There is growing evidence that activation of AKT and ERK pathways plays a significant role in cancer, and offers targeted therapy approaches for cancer.[33] Bevacizumab inhibits tumor growth and attenuates VEGFR2-induced p-AKT and p-ERK,[34] and usnic acid[35] or luteolin[36] also suppresses tumor angiogenesis and growth by suppressing VEGFR2-mediated ERK and AKT signaling pathways. More importantly, inhibition of HA development in a syngeneic mouse model correlates with the inhibition of AKT and ERK activity.[37] In the present study, we found that, knockdown of VEGFR2 could significantly downregulate the expression of p-AKT, p-ERK, and p-p38MAPK in primary HemECs, suggesting that VEGFR2 signaling may be implicated in HA proliferation and inhibition of apoptosis via regulation of the AKT, ERK and MAPK signaling pathways.

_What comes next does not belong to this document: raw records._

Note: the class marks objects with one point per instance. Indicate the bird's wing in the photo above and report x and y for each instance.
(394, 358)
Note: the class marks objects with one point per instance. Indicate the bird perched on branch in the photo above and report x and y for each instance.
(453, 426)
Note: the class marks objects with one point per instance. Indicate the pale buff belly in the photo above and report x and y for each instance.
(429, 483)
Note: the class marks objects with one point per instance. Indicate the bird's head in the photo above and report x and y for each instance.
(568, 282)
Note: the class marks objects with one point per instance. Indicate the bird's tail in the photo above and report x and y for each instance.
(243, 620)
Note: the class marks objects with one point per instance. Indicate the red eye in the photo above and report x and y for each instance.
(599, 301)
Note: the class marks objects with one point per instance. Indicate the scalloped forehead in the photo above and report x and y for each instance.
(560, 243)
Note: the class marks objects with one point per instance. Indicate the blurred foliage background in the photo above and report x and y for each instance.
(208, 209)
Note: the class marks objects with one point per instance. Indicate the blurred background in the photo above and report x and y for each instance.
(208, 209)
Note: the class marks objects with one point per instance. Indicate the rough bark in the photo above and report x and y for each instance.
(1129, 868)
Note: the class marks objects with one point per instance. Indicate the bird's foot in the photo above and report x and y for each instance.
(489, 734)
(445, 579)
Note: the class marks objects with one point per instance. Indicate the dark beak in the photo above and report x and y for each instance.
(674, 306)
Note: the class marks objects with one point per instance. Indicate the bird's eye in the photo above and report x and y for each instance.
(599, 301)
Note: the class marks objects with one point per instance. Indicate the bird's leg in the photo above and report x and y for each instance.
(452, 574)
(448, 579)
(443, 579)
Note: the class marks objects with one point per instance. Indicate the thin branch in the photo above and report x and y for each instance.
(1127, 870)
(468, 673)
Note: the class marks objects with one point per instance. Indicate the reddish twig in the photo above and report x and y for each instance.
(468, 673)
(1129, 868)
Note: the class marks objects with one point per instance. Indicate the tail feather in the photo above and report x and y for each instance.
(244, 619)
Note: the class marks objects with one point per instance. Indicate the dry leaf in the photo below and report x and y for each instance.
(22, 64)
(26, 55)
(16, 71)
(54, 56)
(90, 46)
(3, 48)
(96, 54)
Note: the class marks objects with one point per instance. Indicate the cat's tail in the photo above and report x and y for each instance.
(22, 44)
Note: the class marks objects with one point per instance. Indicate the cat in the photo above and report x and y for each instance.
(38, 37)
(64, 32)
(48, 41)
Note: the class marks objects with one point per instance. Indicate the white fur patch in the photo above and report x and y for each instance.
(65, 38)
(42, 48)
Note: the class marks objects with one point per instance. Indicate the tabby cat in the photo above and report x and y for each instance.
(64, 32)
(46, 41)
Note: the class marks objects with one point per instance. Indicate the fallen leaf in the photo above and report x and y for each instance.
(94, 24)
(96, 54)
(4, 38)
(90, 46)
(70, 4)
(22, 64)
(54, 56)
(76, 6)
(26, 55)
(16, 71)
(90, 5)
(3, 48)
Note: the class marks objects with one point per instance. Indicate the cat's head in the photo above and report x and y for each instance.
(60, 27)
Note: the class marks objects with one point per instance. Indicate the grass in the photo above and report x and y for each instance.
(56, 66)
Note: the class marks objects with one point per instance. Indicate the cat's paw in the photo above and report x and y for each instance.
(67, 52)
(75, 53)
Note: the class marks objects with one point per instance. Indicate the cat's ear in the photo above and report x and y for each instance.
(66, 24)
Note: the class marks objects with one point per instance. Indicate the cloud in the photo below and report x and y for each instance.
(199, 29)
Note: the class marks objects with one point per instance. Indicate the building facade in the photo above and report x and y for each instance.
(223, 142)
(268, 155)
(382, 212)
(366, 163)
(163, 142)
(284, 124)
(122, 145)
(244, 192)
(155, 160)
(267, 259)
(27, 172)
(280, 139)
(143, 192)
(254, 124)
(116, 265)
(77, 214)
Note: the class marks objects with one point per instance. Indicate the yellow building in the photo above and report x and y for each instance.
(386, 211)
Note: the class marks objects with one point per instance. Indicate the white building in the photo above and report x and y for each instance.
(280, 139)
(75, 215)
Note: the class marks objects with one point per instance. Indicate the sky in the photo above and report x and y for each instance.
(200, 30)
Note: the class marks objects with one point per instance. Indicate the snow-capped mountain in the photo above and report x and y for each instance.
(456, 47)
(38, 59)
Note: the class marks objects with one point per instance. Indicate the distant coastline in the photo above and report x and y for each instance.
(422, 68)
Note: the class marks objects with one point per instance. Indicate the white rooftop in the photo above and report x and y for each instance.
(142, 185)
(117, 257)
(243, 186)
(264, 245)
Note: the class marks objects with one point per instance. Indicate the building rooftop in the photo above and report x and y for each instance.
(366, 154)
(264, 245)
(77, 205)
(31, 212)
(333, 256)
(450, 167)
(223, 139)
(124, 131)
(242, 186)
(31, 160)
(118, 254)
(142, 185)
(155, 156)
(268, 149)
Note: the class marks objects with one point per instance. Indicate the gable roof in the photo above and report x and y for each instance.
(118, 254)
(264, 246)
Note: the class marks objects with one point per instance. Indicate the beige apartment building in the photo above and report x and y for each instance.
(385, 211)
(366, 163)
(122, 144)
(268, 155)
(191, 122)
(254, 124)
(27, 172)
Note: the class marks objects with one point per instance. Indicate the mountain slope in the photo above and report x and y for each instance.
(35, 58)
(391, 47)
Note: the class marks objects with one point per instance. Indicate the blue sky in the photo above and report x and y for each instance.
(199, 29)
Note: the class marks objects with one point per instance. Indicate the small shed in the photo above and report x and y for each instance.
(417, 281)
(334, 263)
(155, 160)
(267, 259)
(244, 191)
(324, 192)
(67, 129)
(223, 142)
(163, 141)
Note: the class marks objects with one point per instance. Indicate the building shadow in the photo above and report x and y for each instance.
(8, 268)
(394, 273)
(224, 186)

Many studies have proved that Ki-67 can be used as the biomarker of the tumor in response to cellular proliferation. It also serves as a diagnostic tool to distinguish between benign and malignant vascular lesions including Has.[38] In addition, CAS-3 is also involved in the development of HAs, and promotes the switch of HAs from proliferation to involution by inducing the apoptosis of HAs endothelia.[39] AKT, ERK and MAPK signaling pathways have been found to be correlated with the expression of Ki-67 in human cancers.[40] In the present study, we also found that, knockdown of VEGFR2 could significantly downregulate the expression of Ki-67, and upregulate the expression of CAS-3 in primary HemECs, suggesting that AKT, ERK and MAPK pathways might mediate the effects of VEGFR2 on HAs through regulation of expression of Ki-67 and CAS-3.

In conclusion, our findings indicate that the expression of VEGF and VEGFR2 is significantly elevated in proliferating phase HAs, but decreased in involuting phase HAs. Knockdown of VEGFR2 inhibits proliferation and induces cell apoptosis, but overexpression of VEGFR2 promotes proliferation and blocks apoptosis in primary HemECs possibly through regulation of the AKT and ERK pathways, suggesting that VEGFR2 may be a potential therapeutic target for the treatment of human hemangioma.